I’ve encountered a very interesting problem today, the mystery of the missing byte. It all began when one of tests starting failing on my development machine after I got latest from repository. The problem revolves around saving a checksum (byte array) to a varbinary column on SQL Server 2005. The checksum that was generated in code (which is unique for each machine) has a trailing byte of zero in the byte array, and after being saved to SQL Server, the zero byte is missing!!!!!
It was doing my head in, I went through the code and database creation scripts, and finally managed to find the problem.
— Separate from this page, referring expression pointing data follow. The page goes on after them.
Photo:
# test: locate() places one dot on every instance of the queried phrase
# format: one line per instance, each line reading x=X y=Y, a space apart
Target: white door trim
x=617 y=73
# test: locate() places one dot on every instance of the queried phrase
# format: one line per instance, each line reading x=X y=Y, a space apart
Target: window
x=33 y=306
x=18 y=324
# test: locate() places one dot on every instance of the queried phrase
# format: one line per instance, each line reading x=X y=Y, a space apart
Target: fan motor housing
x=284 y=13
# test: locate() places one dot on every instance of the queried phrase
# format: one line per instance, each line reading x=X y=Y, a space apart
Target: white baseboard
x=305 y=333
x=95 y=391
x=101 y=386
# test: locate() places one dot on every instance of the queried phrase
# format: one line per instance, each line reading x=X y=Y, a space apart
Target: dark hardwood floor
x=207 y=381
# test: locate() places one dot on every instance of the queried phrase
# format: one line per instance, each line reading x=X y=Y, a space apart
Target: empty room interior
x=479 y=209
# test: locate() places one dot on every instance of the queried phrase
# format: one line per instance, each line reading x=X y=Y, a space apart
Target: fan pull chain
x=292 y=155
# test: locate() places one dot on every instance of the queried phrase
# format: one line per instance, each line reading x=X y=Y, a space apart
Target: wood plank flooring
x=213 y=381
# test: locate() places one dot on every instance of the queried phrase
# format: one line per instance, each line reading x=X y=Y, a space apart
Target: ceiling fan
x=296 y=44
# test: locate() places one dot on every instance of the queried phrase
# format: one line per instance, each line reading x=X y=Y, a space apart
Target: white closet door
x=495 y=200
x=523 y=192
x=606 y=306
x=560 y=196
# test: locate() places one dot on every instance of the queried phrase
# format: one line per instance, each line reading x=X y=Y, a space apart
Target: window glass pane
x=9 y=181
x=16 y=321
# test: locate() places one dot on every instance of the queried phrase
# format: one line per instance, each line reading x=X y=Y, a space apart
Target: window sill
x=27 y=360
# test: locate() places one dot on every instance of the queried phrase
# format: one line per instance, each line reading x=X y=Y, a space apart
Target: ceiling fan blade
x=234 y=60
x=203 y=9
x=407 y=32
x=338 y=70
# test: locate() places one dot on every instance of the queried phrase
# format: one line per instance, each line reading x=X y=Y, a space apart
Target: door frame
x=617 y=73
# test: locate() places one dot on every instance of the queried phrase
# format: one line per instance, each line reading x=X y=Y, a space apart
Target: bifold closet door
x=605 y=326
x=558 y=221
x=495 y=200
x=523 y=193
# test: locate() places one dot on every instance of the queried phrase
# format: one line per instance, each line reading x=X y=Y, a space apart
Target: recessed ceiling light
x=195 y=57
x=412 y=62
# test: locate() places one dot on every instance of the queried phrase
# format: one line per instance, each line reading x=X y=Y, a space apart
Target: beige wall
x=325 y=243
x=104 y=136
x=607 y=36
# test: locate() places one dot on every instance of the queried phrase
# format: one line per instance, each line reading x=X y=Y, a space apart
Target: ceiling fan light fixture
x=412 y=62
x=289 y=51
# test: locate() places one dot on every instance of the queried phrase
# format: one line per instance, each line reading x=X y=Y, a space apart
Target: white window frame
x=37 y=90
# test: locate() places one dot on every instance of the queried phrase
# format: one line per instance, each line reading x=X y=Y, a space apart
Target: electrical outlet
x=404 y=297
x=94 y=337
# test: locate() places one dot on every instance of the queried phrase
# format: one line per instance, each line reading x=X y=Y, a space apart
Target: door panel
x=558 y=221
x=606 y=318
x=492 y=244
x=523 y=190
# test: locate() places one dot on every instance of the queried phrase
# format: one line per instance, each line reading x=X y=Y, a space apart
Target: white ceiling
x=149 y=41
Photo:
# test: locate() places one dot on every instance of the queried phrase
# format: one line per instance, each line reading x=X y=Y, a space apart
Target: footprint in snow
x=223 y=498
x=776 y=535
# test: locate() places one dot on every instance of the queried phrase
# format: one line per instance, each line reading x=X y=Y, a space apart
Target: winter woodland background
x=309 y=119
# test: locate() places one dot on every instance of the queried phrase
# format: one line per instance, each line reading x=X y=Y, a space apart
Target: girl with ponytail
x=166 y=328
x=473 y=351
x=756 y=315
Apparently in the database scripts, there was a line ‘SET ANSI_PADDING OFF‘. This tells SQL Server to truncate off trailing zeros for varbinary and trailing spaces for varchar types. This setting takes into effect during table creation, so whatever you specified stays in effect after. In order to change “setting” for that table, you have to drop the table and re-create it with new setting, like so..
DROP TABLE T1; SET ANSI_PADDING ON; GO CREATE TABLE Table1 -- and so on SET ANSI_PADDING OFF; GO
MSDN has recommended that you leave the setting to ON, and for very good reason. I doubt you would want things to auto-magically disappear or be modified without your knowledge, but should be should be made explicit and known. It would have saved me hours of troubleshooting, and I hope it will save hours for you too! Please see the ANSI_PADDING MSDN page for more info.